Armas-Padilla, MC, Armas-Hernández, MJ, Hernández-Hernández, R, Velasco, M, Pacheco, B, Carvajal, AR, Castillo-Moreno, A
Journal of human hypertension. 2000;:S91-5
Abstract
With the aim of evaluating the effects on blood pressure, platelet function and insulin sensitivity of the dihydropiridines lacidipine and nifedipine GITS, a parallel double-blind study was carried out in a group of 20 patients with mild to moderate essential hypertension. They received a placebo for 4 weeks; then were divided at random into two groups of 10 patients each. Nifedipine GITS, 30 mg and lacidipine, 4 mg, were given during 16 weeks of active treatment. Blood pressure and heart rate were measured at the clinic in supine, sitting and standing positions, 24 +/- 1 h after the last dose.

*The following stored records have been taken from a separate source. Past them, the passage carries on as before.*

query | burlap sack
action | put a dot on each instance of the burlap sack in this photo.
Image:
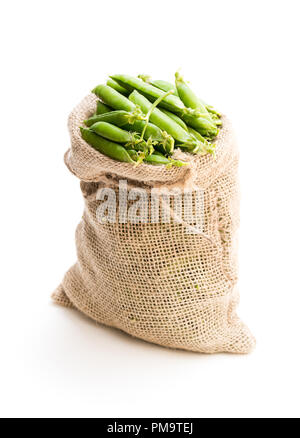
(157, 281)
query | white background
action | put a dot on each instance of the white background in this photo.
(241, 56)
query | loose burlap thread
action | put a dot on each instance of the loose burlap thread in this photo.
(156, 281)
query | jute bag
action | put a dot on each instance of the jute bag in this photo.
(172, 284)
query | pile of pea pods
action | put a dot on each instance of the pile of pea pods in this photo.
(142, 120)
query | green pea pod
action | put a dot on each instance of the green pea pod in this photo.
(206, 127)
(111, 132)
(102, 108)
(108, 148)
(188, 97)
(175, 118)
(171, 103)
(160, 119)
(197, 135)
(118, 118)
(113, 98)
(160, 160)
(164, 86)
(113, 84)
(165, 140)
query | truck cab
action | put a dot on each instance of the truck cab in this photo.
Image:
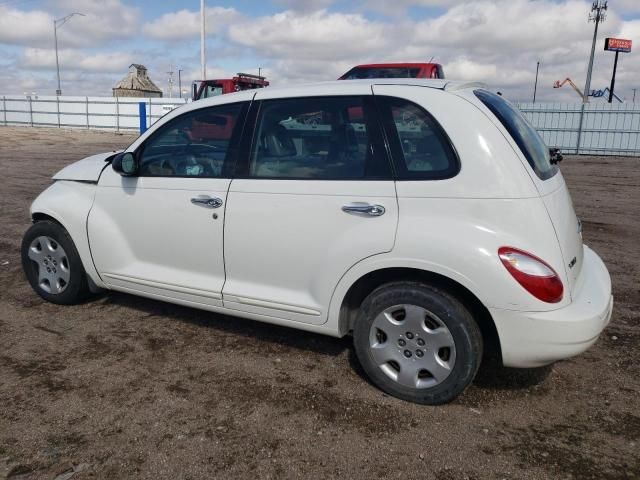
(211, 88)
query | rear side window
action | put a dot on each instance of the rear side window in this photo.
(526, 137)
(318, 138)
(421, 149)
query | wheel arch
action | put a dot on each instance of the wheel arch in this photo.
(371, 280)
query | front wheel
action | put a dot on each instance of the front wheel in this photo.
(417, 342)
(52, 264)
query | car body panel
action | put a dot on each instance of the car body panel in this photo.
(69, 204)
(86, 170)
(138, 230)
(282, 251)
(288, 241)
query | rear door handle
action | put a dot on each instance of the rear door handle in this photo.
(364, 208)
(207, 201)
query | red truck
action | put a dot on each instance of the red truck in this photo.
(211, 88)
(394, 70)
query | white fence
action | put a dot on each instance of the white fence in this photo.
(109, 113)
(594, 128)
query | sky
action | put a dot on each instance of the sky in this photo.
(293, 41)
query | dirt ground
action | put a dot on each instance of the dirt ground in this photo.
(123, 387)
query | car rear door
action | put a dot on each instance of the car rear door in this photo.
(314, 196)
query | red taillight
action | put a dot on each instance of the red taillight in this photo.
(535, 275)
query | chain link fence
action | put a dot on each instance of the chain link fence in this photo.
(593, 128)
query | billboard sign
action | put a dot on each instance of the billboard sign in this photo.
(617, 45)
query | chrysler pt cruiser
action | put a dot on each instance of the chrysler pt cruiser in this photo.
(426, 218)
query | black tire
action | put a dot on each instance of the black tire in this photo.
(463, 330)
(77, 288)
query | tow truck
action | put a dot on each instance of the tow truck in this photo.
(211, 88)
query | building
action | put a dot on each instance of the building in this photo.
(136, 84)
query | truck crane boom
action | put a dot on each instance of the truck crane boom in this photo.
(558, 84)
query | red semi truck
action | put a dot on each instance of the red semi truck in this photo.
(211, 88)
(394, 70)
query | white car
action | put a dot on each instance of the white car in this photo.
(424, 217)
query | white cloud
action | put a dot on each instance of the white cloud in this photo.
(75, 60)
(185, 24)
(319, 35)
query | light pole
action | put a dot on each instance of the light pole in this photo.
(203, 59)
(57, 24)
(535, 85)
(597, 15)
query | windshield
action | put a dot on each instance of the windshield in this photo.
(528, 139)
(381, 72)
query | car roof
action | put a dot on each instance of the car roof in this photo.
(333, 87)
(393, 65)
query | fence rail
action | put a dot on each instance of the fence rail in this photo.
(594, 128)
(109, 113)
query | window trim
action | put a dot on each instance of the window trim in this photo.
(374, 126)
(546, 175)
(392, 140)
(233, 150)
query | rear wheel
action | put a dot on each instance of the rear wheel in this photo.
(52, 264)
(417, 342)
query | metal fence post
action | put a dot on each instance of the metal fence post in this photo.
(30, 111)
(580, 129)
(117, 115)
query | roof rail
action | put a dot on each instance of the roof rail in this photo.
(453, 86)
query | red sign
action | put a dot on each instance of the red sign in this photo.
(617, 44)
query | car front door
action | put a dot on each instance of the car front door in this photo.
(314, 195)
(160, 233)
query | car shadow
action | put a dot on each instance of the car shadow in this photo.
(491, 374)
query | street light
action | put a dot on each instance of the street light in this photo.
(57, 24)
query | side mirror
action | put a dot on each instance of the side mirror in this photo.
(555, 156)
(125, 164)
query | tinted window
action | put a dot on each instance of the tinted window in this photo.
(381, 72)
(196, 144)
(317, 138)
(421, 149)
(527, 138)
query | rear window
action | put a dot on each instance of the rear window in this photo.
(381, 72)
(528, 139)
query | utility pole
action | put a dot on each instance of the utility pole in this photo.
(597, 15)
(535, 85)
(57, 24)
(170, 72)
(203, 60)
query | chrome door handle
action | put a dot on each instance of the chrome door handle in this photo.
(365, 208)
(206, 201)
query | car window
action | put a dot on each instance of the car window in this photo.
(318, 138)
(381, 72)
(528, 139)
(195, 144)
(421, 150)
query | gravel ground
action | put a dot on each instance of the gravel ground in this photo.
(124, 387)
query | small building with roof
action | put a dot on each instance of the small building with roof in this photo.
(136, 84)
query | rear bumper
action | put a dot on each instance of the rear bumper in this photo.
(533, 339)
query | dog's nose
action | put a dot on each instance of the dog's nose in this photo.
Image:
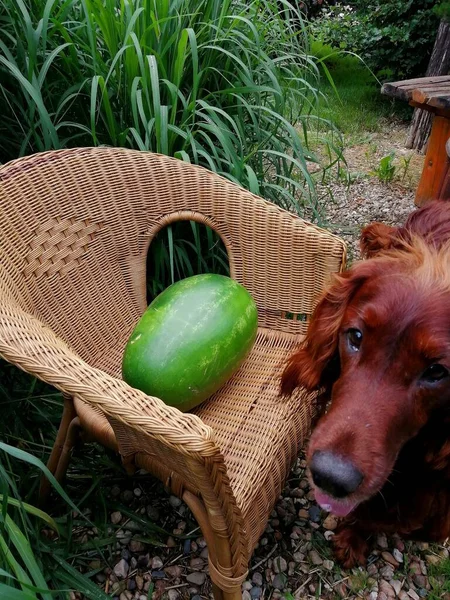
(335, 475)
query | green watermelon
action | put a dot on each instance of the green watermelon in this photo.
(191, 339)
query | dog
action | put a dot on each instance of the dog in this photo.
(378, 351)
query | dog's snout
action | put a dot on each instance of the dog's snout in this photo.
(335, 475)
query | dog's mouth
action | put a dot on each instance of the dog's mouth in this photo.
(340, 508)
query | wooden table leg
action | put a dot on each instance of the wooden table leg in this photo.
(435, 165)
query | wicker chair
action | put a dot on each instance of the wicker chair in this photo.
(74, 234)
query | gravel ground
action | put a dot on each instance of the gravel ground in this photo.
(293, 558)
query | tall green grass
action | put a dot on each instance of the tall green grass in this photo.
(221, 83)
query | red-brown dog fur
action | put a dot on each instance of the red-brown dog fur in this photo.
(374, 407)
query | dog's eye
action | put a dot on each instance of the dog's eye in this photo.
(354, 338)
(435, 373)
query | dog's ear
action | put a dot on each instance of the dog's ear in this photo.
(377, 237)
(316, 363)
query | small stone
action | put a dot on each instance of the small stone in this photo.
(174, 571)
(279, 581)
(397, 555)
(152, 512)
(196, 578)
(197, 564)
(174, 501)
(279, 564)
(387, 556)
(432, 559)
(121, 569)
(420, 580)
(387, 572)
(127, 496)
(158, 575)
(116, 517)
(136, 546)
(330, 523)
(397, 585)
(314, 513)
(386, 588)
(157, 563)
(115, 491)
(314, 557)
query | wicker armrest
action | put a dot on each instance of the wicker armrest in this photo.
(29, 344)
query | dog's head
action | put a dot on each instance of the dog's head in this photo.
(379, 344)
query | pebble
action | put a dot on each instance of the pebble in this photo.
(330, 523)
(127, 496)
(158, 574)
(387, 589)
(279, 581)
(116, 517)
(314, 557)
(174, 571)
(387, 556)
(387, 572)
(196, 578)
(174, 501)
(279, 564)
(397, 555)
(314, 513)
(157, 563)
(136, 546)
(121, 569)
(197, 564)
(397, 585)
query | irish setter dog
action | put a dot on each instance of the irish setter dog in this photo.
(378, 349)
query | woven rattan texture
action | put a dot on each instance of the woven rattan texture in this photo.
(74, 234)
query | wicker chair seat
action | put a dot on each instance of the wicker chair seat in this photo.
(250, 425)
(74, 235)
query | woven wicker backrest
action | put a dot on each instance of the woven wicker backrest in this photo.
(76, 226)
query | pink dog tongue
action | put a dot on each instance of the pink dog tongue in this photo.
(337, 507)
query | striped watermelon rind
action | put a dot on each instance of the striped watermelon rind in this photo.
(191, 339)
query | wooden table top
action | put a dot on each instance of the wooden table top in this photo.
(432, 93)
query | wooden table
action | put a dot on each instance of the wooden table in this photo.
(432, 94)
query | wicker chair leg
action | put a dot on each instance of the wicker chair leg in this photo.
(73, 435)
(218, 547)
(52, 464)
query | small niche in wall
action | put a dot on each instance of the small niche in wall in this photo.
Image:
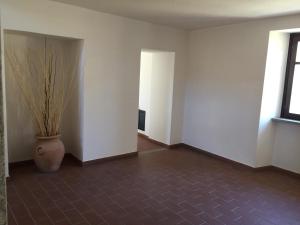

After the placebo and active phases were carried out, a platelet aggregation test was performed to determine platelet malondialdehyde production and a tolerance to 100 g of glucose by measuring glucaemia and plasma insulin. Both drugs reduced systolic and diastolic blood pressure at the same level, however there were observable differences in the rate of reduction. The nifedipine GITS reduced supine systolic blood pressure by 25 mm Hg in the first week, while the lacidipine did so by 11 mm Hg. At the end of the study period nifedipine reduced supine systolic blood pressure by 28 mm Hg and lacidipine by 20 mm Hg. Heart rate was increased slightly but significantly in the nifedipine GITS group only in the standing position. Both drugs reduced platelet aggregation ex vivo only marginally but they modified the malondialdehyde production, indicating an action on the arachidonic acid metabolic pathway.